"I'm sick. Should I train or not?"
That question pops up on forums all the time. The answer? Yes, you should train!
This article will show you the benefits of training while having a cold and why you might even get some of the best workouts of your life! In addition, I'll share some strategies for cutting the timeframe of a cold in half. Let's get started.
3 Reasons to Train When Sick
Usually when people catch a cold, they really get into it. They start walking around like death, put their sick clothes on (you know, nasty pajamas, etc.) and sit on the couch all day watching truck driving school commercials and talking to anyone that's willing to listen to their sob story.

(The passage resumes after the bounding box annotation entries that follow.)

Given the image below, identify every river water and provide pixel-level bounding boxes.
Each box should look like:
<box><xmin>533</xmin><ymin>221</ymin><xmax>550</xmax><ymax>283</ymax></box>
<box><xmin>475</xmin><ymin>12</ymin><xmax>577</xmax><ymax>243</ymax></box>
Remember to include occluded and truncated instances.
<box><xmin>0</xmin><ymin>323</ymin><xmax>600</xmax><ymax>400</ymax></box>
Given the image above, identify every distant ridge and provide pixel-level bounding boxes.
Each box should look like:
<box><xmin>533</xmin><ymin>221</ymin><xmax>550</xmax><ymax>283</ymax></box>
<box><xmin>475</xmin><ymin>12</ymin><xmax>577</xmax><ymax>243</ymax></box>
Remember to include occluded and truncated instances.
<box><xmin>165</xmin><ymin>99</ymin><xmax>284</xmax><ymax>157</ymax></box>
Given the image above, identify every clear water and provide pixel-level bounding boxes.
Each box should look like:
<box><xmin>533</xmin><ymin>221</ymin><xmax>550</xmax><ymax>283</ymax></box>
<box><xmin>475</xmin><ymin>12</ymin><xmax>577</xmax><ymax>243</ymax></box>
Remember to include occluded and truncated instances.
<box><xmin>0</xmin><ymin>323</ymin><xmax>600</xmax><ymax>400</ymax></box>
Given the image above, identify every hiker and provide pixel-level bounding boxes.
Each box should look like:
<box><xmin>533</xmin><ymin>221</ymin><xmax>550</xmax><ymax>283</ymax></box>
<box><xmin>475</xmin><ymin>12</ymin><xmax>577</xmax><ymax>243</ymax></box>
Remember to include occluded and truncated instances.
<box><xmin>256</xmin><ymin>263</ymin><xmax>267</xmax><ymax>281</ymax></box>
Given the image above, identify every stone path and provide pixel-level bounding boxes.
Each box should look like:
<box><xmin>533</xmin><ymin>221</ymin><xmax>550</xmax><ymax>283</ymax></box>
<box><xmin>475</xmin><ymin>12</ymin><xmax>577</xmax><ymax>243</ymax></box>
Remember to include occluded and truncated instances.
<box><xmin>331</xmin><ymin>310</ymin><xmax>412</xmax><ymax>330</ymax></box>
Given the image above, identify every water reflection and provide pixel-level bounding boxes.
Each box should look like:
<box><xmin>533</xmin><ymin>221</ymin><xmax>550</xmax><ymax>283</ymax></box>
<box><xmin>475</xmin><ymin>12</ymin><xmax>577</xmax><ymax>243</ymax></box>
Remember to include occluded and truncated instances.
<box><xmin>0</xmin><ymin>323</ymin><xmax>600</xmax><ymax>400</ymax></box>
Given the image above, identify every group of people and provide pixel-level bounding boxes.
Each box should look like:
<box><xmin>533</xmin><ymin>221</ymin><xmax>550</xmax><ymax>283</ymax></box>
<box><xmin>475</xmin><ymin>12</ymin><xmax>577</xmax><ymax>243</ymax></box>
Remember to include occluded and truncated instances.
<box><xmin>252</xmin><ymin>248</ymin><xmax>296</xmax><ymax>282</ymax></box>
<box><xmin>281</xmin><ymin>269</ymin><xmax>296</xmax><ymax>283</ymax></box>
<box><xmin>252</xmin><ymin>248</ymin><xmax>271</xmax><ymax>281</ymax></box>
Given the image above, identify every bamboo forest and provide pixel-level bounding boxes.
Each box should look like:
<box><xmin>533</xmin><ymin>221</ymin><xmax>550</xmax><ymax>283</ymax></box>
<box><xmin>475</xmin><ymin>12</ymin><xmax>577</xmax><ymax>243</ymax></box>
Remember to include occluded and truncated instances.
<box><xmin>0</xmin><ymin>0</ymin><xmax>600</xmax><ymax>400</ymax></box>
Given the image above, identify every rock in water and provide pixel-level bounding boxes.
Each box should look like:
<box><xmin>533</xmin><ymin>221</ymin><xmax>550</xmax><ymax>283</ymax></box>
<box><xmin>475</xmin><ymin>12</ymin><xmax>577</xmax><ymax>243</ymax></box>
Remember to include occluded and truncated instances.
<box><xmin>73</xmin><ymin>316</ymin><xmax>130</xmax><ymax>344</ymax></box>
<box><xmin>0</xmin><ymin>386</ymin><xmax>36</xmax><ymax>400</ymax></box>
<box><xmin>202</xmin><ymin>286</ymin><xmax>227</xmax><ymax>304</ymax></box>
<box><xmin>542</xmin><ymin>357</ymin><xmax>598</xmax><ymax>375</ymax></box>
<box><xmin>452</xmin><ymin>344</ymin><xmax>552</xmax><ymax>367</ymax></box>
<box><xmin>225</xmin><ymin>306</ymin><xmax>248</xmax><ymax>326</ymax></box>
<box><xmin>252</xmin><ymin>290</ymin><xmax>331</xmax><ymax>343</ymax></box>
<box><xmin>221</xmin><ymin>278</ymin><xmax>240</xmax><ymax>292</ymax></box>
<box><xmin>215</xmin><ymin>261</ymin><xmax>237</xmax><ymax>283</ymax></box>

To make the experience more memorable, medications are taken from the very first sneeze until the symptoms start declining. The fun usually lasts for a couple of weeks and then you start feeling like your normal self again. While I realize that many people enjoy being sick and take pleasure from the attention that often comes with it, there's a better way. While it may seem counterintuitive, training while sick can be advantageous for three reasons:
1) It helps you get over a cold faster. Top strength coach Bill Starr states that training while sick "...helps flush useful healing nutrients through the body and aids in expelling toxins." In other words, training helps purge your sick toxic body and will get you back to normal faster.
2) You'll find that you're actually stronger when training while sick! How's this possible? Starr stated the following : "when you got sick, your immune system releases antibodies in profusion to combat the invading toxins and microorganisms. Those antibodies are strength enhancers. This is especially true in the early stages of any illness."
Hard to believe, but your body is stronger when you're sick than when you feel great. Look through your training log and you'll realize that you've probably already experienced this phenomenon. Think of a time when you felt great only to end up having a terrible workout. Now think of a time when you felt horrible and didn't feel like training, but sucked it up anyway and went on to have a fantastic workout.
Remember how empowered you felt afterwards? This feeling of empowerment is the third reason why training while sick is productive.
3) Sitting around and being miserable gets you further into the role of a victim. You admit to yourself that you're powerless and act accordingly. Be a man! Take charge of the obstacle and blast through it.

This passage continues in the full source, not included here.